Comunemente chiamata “risposta di lotta o fuga”, la reazione del corpo alla
sfida o al pericolo consiste in una complessa catena di cambiamenti fisici e
biochimici che riguardano l’interazione tra cervello, sistema nervoso e numerosi
ormoni. Come risultato il corpo è in possesso di tutta l’energia disponibile
per rispondere alla situazione. Che si tratti di un pericolo mortale, della
partecipazione a una gara o del dover affrontare una scadenza; in risposta allo
stress, l’adrenalina (l’ormone secreto dalle ghiandole surrenali che agisce
sulla circolazione, sulla respirazione e sul metabolismo), l’aumento della pressione
sanguigna, del ritmo cardiaco e dell’immissione di ossigeno e il sangue che
fluisce verso i muscoli si combinano in modo da fornirci la forza, l’energia
e la lucidità mentale di cui abbiamo bisogno per dare il meglio di noi stessi.

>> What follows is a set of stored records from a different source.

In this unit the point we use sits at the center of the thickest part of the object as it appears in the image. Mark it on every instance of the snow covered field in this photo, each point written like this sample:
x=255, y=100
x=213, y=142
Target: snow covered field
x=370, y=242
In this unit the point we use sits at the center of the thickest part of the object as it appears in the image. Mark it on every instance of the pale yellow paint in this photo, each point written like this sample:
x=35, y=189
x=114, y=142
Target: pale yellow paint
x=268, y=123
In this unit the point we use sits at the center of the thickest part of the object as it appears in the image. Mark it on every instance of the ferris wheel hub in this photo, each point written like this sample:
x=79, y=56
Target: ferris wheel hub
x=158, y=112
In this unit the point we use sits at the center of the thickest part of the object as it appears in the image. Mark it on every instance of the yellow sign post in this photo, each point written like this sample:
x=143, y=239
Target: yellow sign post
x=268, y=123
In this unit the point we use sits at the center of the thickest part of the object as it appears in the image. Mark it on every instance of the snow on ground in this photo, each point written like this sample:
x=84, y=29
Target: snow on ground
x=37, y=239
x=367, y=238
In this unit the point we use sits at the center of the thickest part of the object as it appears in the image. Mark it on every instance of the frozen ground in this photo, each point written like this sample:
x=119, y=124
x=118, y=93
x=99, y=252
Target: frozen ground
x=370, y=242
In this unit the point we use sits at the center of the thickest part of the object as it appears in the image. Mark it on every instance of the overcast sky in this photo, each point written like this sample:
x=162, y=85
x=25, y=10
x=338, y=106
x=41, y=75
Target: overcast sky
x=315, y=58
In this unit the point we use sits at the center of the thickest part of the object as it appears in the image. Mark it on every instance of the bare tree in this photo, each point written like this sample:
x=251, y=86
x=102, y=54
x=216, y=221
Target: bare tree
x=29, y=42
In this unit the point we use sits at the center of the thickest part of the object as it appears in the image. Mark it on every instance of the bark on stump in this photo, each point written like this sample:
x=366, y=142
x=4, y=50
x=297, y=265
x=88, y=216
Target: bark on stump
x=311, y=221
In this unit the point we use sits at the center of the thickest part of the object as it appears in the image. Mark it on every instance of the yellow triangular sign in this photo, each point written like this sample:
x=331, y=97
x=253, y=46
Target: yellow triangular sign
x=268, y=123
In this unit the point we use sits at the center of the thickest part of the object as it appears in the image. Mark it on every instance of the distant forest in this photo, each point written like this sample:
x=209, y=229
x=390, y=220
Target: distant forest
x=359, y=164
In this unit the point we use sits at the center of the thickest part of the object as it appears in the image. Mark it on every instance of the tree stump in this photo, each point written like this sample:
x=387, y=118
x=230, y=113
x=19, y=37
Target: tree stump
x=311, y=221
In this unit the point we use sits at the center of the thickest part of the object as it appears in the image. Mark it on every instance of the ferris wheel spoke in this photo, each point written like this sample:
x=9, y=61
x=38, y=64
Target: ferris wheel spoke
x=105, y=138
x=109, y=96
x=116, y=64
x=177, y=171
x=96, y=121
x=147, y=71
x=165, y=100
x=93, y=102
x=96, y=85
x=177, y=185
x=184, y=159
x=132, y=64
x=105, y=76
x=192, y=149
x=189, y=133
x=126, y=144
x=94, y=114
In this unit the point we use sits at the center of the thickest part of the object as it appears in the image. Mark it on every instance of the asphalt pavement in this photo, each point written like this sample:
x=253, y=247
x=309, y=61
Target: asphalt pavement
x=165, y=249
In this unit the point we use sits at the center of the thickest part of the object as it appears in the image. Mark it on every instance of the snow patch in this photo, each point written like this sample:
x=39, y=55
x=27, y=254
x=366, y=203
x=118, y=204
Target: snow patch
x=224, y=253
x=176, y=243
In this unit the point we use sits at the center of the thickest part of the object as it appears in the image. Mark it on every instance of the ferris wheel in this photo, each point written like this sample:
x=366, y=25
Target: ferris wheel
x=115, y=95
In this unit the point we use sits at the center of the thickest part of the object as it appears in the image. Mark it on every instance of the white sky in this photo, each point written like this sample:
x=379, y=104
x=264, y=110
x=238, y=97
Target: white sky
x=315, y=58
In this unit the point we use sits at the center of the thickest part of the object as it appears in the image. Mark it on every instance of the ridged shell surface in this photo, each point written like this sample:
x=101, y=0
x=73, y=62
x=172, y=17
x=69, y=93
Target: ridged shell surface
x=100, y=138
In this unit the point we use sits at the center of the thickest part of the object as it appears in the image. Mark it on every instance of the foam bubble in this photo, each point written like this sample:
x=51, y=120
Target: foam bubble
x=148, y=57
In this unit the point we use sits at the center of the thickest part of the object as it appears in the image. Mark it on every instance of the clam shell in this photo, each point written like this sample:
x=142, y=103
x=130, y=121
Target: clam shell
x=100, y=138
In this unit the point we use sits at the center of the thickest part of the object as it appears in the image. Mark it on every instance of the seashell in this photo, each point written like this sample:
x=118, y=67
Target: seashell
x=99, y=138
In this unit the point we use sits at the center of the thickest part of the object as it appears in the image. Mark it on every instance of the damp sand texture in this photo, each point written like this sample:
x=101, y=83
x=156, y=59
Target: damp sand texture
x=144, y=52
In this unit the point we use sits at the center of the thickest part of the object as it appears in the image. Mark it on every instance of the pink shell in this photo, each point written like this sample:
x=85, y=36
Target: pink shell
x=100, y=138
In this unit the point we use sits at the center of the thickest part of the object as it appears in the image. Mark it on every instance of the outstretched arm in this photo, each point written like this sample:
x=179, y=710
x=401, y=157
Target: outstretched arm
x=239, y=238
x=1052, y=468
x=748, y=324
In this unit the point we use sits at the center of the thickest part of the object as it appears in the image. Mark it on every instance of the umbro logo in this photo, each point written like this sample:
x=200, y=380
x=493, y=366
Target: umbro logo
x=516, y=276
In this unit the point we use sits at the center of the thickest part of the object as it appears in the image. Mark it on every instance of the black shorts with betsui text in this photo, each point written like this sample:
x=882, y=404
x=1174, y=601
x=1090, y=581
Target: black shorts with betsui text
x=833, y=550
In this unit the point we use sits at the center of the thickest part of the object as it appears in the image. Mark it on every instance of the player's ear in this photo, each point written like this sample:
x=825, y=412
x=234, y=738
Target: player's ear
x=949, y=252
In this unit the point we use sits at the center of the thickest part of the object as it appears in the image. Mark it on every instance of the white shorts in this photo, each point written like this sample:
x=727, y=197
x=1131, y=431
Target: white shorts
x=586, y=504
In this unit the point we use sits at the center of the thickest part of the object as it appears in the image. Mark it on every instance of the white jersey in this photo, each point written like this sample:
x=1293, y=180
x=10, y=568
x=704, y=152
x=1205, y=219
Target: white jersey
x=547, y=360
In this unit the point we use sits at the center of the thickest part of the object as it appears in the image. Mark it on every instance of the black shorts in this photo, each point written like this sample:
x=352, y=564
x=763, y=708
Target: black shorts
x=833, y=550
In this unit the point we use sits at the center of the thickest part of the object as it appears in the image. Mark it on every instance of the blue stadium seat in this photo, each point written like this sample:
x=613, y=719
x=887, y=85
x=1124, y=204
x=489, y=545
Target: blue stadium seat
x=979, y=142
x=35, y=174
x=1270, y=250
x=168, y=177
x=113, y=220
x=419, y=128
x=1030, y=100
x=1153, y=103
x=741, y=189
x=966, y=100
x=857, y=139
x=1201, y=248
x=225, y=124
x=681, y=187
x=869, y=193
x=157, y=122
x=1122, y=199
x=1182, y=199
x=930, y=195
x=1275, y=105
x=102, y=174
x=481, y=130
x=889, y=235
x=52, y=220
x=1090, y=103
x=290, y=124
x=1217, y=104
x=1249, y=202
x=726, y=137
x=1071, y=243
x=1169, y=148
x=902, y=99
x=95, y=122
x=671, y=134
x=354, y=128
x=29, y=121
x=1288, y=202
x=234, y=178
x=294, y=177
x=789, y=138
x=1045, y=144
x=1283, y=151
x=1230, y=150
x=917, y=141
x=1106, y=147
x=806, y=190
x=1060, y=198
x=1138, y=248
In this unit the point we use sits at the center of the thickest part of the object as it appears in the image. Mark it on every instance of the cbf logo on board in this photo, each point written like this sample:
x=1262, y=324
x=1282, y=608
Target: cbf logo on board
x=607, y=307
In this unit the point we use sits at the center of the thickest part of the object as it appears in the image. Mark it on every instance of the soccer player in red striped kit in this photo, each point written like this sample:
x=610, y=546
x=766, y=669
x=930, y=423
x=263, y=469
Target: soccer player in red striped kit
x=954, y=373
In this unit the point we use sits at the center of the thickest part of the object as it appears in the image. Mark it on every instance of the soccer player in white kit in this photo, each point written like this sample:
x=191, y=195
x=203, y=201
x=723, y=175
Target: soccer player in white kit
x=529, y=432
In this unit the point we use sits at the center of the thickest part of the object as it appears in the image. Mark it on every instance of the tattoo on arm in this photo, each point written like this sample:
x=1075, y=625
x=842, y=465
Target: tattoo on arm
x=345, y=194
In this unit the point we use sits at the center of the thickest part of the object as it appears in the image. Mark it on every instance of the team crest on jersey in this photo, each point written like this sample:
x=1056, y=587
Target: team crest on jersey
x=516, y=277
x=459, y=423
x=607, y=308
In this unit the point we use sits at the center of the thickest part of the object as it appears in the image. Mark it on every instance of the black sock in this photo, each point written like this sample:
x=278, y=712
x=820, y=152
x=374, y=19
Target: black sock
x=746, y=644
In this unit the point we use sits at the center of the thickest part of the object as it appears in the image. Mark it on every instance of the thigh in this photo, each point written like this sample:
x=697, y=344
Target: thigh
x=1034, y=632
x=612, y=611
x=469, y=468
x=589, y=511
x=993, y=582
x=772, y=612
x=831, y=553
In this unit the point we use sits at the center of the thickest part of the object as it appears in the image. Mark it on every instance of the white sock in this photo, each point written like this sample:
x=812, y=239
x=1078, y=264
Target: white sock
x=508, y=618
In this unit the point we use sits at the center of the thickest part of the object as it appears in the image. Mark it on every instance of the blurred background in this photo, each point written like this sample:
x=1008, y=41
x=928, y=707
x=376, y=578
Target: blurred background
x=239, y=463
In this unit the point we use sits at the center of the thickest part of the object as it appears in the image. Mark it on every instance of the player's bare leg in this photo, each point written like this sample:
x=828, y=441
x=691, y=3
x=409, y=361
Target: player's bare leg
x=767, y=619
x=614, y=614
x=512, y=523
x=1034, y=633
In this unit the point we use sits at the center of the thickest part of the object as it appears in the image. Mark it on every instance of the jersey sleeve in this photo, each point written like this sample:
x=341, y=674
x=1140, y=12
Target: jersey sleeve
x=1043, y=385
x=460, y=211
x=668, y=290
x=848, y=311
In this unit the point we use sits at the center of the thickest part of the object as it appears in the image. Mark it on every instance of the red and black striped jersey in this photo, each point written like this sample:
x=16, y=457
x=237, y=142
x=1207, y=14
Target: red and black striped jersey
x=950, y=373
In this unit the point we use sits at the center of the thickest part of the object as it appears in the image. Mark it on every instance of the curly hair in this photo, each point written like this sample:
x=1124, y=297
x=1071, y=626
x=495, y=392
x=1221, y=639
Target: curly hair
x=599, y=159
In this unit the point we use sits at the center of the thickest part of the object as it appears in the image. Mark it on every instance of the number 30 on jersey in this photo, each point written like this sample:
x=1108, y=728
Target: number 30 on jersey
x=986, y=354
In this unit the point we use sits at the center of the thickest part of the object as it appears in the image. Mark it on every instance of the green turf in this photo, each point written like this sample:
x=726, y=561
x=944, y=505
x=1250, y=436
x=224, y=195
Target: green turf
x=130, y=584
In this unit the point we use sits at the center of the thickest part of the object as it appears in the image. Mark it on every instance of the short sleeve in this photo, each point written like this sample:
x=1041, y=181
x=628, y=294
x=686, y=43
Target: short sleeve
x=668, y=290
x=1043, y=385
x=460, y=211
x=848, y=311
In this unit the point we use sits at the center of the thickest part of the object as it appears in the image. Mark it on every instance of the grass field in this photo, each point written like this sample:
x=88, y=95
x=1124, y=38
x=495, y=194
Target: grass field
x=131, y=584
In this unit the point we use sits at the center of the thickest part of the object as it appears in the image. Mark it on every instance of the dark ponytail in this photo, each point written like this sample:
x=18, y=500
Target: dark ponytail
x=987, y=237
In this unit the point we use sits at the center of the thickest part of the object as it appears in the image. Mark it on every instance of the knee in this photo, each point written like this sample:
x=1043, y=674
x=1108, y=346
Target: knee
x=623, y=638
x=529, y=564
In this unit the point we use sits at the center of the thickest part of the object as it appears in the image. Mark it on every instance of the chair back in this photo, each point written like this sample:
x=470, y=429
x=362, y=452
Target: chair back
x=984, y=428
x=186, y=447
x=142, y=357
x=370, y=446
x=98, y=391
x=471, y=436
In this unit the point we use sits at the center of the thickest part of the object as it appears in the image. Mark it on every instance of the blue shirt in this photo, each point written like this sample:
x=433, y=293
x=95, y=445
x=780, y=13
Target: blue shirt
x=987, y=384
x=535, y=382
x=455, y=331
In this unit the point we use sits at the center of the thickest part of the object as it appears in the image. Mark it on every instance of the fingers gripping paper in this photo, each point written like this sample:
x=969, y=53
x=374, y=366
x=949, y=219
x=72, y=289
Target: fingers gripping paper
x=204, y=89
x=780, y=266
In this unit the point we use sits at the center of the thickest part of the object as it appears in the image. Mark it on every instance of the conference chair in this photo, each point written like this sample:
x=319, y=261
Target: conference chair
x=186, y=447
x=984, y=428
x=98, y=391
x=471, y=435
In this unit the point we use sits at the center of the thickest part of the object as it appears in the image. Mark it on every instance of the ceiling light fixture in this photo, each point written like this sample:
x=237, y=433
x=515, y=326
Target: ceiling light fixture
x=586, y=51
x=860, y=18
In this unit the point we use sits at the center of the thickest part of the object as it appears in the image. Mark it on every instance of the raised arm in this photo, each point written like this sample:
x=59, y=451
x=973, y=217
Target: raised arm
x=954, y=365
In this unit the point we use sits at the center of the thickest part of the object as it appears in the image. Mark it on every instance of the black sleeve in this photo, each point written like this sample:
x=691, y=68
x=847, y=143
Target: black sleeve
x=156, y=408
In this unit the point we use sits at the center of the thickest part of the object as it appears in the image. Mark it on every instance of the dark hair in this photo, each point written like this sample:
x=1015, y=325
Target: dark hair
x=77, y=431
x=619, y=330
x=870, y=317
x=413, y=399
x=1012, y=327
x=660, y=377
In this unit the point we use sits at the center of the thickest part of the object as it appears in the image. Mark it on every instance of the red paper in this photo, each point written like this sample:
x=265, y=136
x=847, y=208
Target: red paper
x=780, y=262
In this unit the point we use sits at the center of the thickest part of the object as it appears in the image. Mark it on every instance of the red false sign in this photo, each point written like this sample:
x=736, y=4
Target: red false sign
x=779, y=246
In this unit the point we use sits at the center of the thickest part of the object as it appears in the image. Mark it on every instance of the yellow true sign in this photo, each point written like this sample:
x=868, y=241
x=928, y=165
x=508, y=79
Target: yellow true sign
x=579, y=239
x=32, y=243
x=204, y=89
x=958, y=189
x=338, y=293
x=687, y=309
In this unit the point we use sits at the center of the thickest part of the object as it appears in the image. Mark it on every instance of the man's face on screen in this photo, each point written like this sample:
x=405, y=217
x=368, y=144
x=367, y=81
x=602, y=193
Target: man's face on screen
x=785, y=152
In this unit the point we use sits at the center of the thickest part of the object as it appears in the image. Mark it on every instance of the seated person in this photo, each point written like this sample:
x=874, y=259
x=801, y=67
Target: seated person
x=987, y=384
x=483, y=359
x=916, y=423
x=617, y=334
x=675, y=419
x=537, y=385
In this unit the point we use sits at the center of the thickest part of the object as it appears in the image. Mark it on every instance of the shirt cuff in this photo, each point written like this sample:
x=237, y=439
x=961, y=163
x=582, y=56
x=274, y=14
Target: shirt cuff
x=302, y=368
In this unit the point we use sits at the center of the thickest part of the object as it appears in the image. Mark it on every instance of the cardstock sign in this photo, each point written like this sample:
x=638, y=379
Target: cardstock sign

Anche altre parti del corpo sono coinvolte nella risposta. Il sistema digestivo
si blocca (e questo spiega perché lo stress può provocare l’ulcera), la pelle
suda, i muscoli si tendono per prepararsi all’azione. Inizialmente l’eccitazione
scatta nell’ipotalamo (un minuscolo grappolo di cellule alla base del cervelletto
che controlla tutte le funzioni automatiche del corpo). Qui una complessa catena
di reazioni nervose e di impulsi chimici attiva il sistema simpatico, che provoca
un certo numero di alterazioni in tutto il corpo. Ricerche recenti sull’interazione
tra mente e corpo hanno dimostrato che il nostro corpo può entrare in stato
di allarme in modo a noi del tutto inconscio, a causa del nostro atteggiamento
psicologico ed emotivo nei confronti dello stress. Emozioni anticipatorie, come
l’impazienza, l’ansia , la collera e la paura, possono produrre gli stessi impulsi
nervosi e le stesse reazioni chimiche prodotte da una situazione concreta. L’ipotalamo
riceve i messaggi da varie parti del cervello. Così esso continua a preparare
il corpo all’azione, anche se quest’azione non ha mai luogo, consentendo quindi
l’accumulo della tensione muscolare e delle sostanze chimiche non scaricate.
I segnali dello stress.
I riflessi nervosi. mangiarsi le unghie, stringere i pugni, serrare le mascelle,
digrignare i denti, assumere una posizione curva, tormentare la pelle del viso
o quella attorno alle unghie, toccarsi i capelli.
Le malattie legate allo stress. Asma, mal di schiena, disordini digestivi, mal
di testa emicranie, dolori e disturbi muscolari, disordini sessuali, eruzioni
cutanee.
I cambiamenti d’umore. Ansia, depressione, frustrazione, collera e ostilità
abituali, sensazione di non farcela, sensazione di non avere più niente davanti,
impazienza, irritabilità, irrequietezza.
Il comportamento. Aggressività, disturbi del sonno fare diverse cose contemporaneamente,
esplosioni emotive, lasciare i lavori incompiuti, reazioni sproporzionate, parlare
troppo forte o troppo velocemente.
Hai … fretta!
Ecco una serie di domande alle quali è bene rispondere attentamente. Servono infatti a stimolare in chi legge una riflessione sul proprio stato di “accelerazione” esistenziale:
• Ti accorgi di parlare troppo velocemente?;
• Metti fretta agli altri mentre parlano, interrompendoli con frasi del tipo
“bene, bene” o completando in anticipo le loro frasi?;
• Sei infastidito dal dover fare la fila?;
• Pensi di aver abbastanza tempo per fare tutto?;
• Non sopporti di perdere tempo?;
• Consumi i pasti troppo in fretta?;
• Ti accorgi di correre troppo con l’auto?;
• Tenti di fare più di una cosa alla volta?;
• Ti rende nervoso vedere una persona che lavora con eccessiva lentezza?;
• Ti sembra di aver poco tempo per rilassarti e goderti una giornata in santa
pace?;
• Ti consideri troppo impegnato?;
• Batti i piedi ritmicamente o tamburelli con le dita?;
• Mentre parli pensi ad altre cose?;
• Detesti oziare dopo i pasti?;
• Cammini con passo veloce?;
• Ti irriti se ti fanno aspettare?;
• Detesti perdere tempo negli sport e nei giochi?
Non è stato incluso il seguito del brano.